I've always worked with the assumption that alt texts should be short and precise - when it was first implemented in browsers it was to describe images rather than transcribe big blocks of screenshotted text
There's also the chance that when the alt text replaces a non-loading image, the text might get cut off depending on the width & height of the image it's replacing.
@feditips FWIW I do think a lot of sighted users do use the alt text as well. Images are sometimes deleted from caches on instances. In addition there are extentions and tools built into browsers (including Vivaldi) to prevent loading of images for various reasons. Here is my earlier post, which interestingly shows the entire alt text even though the toltip did not.
@feditips I also sometimes use @ihabunek's wonderful Toot TUI masto client from the terminal and appreciate the alt text greatly myself.
Here is my older post as an example
A side note @feditips since you write masto tips. Toot is really nice for automating posting from scripts. My @browserversiontracker and @vivaldiversiontracker are basically just short shell scripts powered by cURL to fetch information and Toot to post it.
With tools like these doing the heavy lifting simple info posting masto bots are pretty straightforward if you have basic command line skils.
You have probably written about these things before but I mention it nonetheless.
@ruari @browserversiontracker @vivaldiversiontracker @ihabunek
I've mentioned Toot as a command line app, didn't know about the script side of things.
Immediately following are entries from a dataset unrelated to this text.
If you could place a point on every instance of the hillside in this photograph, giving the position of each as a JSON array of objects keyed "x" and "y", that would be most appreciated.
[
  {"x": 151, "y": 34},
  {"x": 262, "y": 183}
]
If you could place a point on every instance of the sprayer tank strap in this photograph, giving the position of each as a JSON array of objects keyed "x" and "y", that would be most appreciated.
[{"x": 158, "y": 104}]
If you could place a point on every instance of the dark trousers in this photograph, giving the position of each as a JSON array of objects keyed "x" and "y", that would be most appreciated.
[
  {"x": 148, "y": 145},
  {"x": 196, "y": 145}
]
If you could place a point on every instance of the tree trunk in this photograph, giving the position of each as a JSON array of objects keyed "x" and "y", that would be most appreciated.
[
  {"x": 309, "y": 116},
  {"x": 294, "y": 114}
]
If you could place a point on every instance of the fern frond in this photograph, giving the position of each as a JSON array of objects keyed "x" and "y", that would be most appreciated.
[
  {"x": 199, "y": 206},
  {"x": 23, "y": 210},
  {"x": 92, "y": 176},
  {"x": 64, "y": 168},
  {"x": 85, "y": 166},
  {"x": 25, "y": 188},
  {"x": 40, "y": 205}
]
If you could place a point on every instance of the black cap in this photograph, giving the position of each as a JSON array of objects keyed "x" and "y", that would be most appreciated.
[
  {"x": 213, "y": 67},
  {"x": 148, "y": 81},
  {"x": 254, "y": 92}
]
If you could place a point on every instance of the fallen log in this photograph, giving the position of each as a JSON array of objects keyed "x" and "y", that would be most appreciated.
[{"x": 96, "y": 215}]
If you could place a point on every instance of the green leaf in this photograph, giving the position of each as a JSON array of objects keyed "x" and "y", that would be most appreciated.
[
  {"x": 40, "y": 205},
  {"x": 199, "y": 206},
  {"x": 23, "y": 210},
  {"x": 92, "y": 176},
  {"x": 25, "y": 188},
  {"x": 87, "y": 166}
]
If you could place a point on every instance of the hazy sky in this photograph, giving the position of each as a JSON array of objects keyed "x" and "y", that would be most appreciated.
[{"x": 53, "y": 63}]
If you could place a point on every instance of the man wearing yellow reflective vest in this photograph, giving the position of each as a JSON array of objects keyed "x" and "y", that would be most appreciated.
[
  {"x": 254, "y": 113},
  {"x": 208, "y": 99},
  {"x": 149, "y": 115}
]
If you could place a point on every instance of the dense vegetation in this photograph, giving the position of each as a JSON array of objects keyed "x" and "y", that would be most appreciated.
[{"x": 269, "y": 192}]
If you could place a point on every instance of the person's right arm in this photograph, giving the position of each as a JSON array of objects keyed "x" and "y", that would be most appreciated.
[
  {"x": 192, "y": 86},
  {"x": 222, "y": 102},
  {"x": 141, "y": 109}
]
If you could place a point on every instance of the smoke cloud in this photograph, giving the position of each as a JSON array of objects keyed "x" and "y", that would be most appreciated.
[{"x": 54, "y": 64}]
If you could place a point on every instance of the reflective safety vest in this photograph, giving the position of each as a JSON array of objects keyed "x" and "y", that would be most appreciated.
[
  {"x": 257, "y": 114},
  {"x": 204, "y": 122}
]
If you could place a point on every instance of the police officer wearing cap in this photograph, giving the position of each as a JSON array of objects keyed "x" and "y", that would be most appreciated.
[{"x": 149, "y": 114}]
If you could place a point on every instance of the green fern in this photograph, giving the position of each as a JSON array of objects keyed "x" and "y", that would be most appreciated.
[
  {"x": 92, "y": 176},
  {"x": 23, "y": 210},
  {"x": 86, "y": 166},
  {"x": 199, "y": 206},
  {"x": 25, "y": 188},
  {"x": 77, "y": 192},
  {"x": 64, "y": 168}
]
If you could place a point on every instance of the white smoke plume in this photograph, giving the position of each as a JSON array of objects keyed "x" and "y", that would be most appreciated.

Thanks!
@feditips Well it just makes the posting part really simple as you can just pipe text into it from the command line. Here is a small excerpt from the shell script that posts the @vivaldiversiontracker information.
@feditips My "bots" (actually just automated posting) are tiny shell scripts run as cron jobs. At set intervals they use cURL to fetch information from the web, extract key values with tools like sed and grep and then post with Toot (if those values have changed since last time).
I know it is not for everyone but the barrier for entry is fairly low if someone is at all command line savvy.
Do you have a post about this somewhere I could link to?
@feditips I guess I could write a short blog post about it with maybe an example script.
@feditips I can tweak this old script that I used to use on my watch account that posted hourly updates of the time in binary as Christmas trees (lit and unlit).
Make it into something more useful and embed it in a blog post
https://gist.github.com/ruario/dcbb5a42df8590cb9bf61e846bba393e
Hahaha, I knew you would bring unusual watches into it
Even a quick blog post summarising what you've posted in this thread would do!
@feditips I mean it was that or unicycles…right!?
@feditips I will give a better example and not use binary, since adds an extra complication for people to understand.
Maybe a latest headline from your favourite new site or something sent to you hourly (if it changes). Or something along those lines. Nice and simple that people can relate to.
Doesnt have to be super useful directly, so long as they get the idea and can use it to make something useful for themselves.